Compute, Open Models, and Local Use
- Debate on whether compute is the real moat.
- Examples of running strong open models locally and via many third-party providers suggest some erosion of central control, but self-hosting remains expensive.
- Some expect specialized hardware to enable local frontier-ish models; others think datacenters will capture most such hardware.
Usage, Products, and UX
- Data from the decks suggests daily AI use is still low, even in tech; several see this as evidence we’re very early.
- Legal and other sectors are expected to change heavily but face institutional inertia and likely restrictions on “official” AI use.
- Disagreement on chat: some call it poor UX and “barely a product”; others see conversational interfaces as the best mix of power and simplicity.
- One view: chatbots are being used as a discovery surface for valuable use cases that will later be wrapped in agents and specialized apps.
- Another view: low daily usage shows limited use cases, not just capacity constraints; others argue compute shortages and weaker free tiers are artificially suppressing adoption.
Agents, Coding, and Small-Business Software
- Coding agents are widely seen as a strong current use case.
- Some argue better “harnesses” plus smaller models can deliver reliable, cheaper coding systems, enabling custom software for small and tiny businesses.
- One participant is building a multi-role, tool-rich coding agent system as an example of this direction.
Revenue Metrics and Hype
- Discussion of “annualized” revenue = last 4 weeks × 13; used by fast-growing startups where full-year data is uninformative.
- Acknowledged as effectively a prediction and potentially gamed, especially with volatile, usage-based revenue.
Technical Trajectories: Scale vs Structure
- Concern that trillion-parameter models resemble a “mainframe era,” potentially hiding large inefficiencies.
- Several discuss combining neural models with rule/heuristic or symbolic “world models” to get more compact, deterministic, domain-scoped systems.

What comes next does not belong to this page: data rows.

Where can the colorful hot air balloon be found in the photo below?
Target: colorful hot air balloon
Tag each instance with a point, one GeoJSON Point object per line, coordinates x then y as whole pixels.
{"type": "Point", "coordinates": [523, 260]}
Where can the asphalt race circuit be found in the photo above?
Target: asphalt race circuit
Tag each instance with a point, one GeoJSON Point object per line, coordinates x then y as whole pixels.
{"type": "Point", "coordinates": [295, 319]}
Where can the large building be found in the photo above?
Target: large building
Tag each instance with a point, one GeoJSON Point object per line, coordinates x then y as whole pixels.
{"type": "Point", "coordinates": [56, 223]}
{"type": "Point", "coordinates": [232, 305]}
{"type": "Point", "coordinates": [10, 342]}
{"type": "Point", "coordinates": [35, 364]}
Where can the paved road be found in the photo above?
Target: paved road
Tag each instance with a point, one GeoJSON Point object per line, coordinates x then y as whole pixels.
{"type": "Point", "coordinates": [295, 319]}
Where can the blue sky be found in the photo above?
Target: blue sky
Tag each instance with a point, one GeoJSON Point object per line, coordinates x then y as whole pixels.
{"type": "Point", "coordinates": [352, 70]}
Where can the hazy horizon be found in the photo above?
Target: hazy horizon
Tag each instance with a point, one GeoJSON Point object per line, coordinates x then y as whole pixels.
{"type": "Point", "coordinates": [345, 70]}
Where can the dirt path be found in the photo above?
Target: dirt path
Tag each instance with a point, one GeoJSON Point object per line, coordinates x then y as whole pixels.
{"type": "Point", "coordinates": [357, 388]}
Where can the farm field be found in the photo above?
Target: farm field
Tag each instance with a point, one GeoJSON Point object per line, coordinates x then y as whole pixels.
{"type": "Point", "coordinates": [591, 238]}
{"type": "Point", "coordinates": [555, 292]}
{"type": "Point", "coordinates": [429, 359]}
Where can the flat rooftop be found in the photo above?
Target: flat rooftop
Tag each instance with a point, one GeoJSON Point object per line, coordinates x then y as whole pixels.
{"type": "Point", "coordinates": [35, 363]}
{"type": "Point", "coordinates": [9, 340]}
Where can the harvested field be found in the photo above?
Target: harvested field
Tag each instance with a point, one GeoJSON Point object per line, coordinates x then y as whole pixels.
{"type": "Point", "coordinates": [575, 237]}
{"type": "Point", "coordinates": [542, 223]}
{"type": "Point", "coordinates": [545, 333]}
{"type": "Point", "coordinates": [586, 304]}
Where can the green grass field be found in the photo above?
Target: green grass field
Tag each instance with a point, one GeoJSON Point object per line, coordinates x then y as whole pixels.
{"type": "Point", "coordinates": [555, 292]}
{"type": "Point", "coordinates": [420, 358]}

- Debate over how narrow coding models should be: tightly scoped models that “don’t know about Ewoks” vs the idea that broad background knowledge actually improves coding performance.
- Mixture-of-experts is seen as an early step toward more structured, domain-partitioned intelligence; longer-term efficiency potential is viewed as a major unknown.
Societal Impact, Power, and Control
- Some worry AI data centers and solar infrastructure will “crowd out” humans and nature, citing cases where datacenter needs overruled local interests for land or electricity.
- Others insist technology should serve people, but note that, under current systems, it primarily serves shareholders and the wealthy.
- There’s skepticism toward relying on “experts,” given conflicts of interest and the field’s speed of change, alongside vague calls for collective political action.
Adoption, Bubbles, and Historical Analogies
- Many see strong parallels to prior tech waves: massive capex, fear of missing the platform shift, and bubble-like dynamics.
- Some emphasize that historical predictions around the internet and mobile mostly missed the actual winners and use cases, arguing for humility and acceptance that we’re likely “asking the wrong questions” about AI today.
- Others note that, unlike past eras, today’s incumbents are hyper-aware and aggressively investing, which may alter how displacement and consolidation play out.